Photo: Will the real Ben Bernanke please stand up?
Burn After Reading: go see this movie so we can talk about it and I can figure out if I really liked it. I didn't NOT like it, which is probably the worst way to describe something ever; if the Esq ever says "Well I don't NOT like you", I will say "Well I'm not going to NOT kick you in the weiner"--then I will proceed to NOT-NOT set our house on fire.
I can count on one hand the Brad Pitt films I've enjoyed: Fight Club, Mr. & Mrs. Smith, Ocean's Eleven, Snatch, and Se7en. Had I seen Babel or The Mexican, I'm sure I would have liked them, too, but I'm over it now. Burn After Reading might not have been the best Coen brothers film, but it certainly was the funniest character Brad Pitt has ever played. I always wondered if he could play really, really dumb, without being retarded. Turns out he can; I felt he stole the show, even thought his part was somewhat minor. I laughed out loud every time he was onscreen, and not just because he looked like a giant douche-y douchebag.

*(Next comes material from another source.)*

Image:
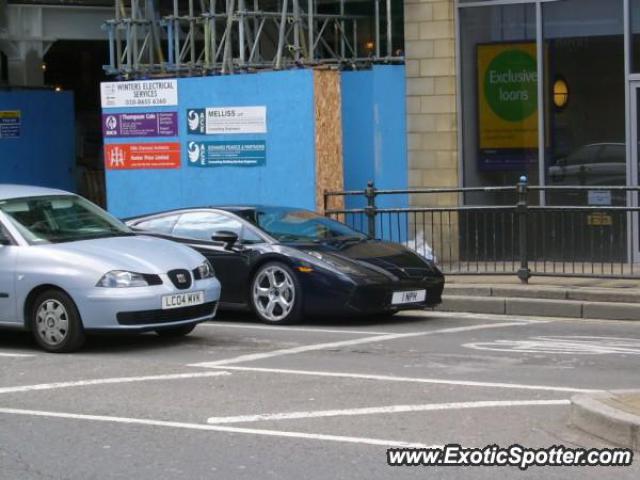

I never got that whole BRAD PITT IS THE SEXIEST MAN ALIVE thing... yeah, I guess he's all right, but a tad bit on the Ken doll side. Truthfully, I think Angelina makes him look more interesting, physically. I also think he's getting better looking with age, lucky bastard. I always wondered... if women across the country are fantasizing about Brad Pitt while having sex with their partners, who is Angelina Jolie fantasizing about? I would hope it would be someone like Boris Yeltsin or Roseanne Barr, just to make the world more balanced, but she probably just looks into a mirror.
I totally stole this video from Heather over at dooce.com, but since she ganked it from Metafilter, it's really just a pyramid scheme of blog theft (although I prefer to think of it as the Circle of Life--Elton John's circle, if you were wondering). This is the type of video that makes you wonder, 'Am I on acid?' After you've figured out that you're not--it's only Wednesday, after all, and acid is more of a 3-day weekend type of thing--you'll have to watch it again. As Heather pointed out, you will either love it or hate it, but she introduced it more eloquently than me. Than I. Than me. Than I. Basically, hers was better.
The actor reminds me of my little brother, Sam, for some reason, which is awesome and unfortunate at the very same time. Not physically, mind you--my little brother doesn't hail from Fraggle Rock like this strangefellow--but the turn of phrase (charming!) and the over-acting (delightful!) reminded me of Sammywhammy. And so I have to post it, and then laugh and laugh and laugh and laugh... even though sometimes I get it, and sometimes I don't. But I DO keep repeating the phrases I NEED YOUR TEETH FOR MY LONELY HEARTS' CLUB BAND, SPENCER and YOU RAMBUNCTIOUS LITTLE INFANT. I wish I had written this deplorable and fantastical "screenplay". It's brilliant. A tall drink of water, if you will. Enjoy, or not.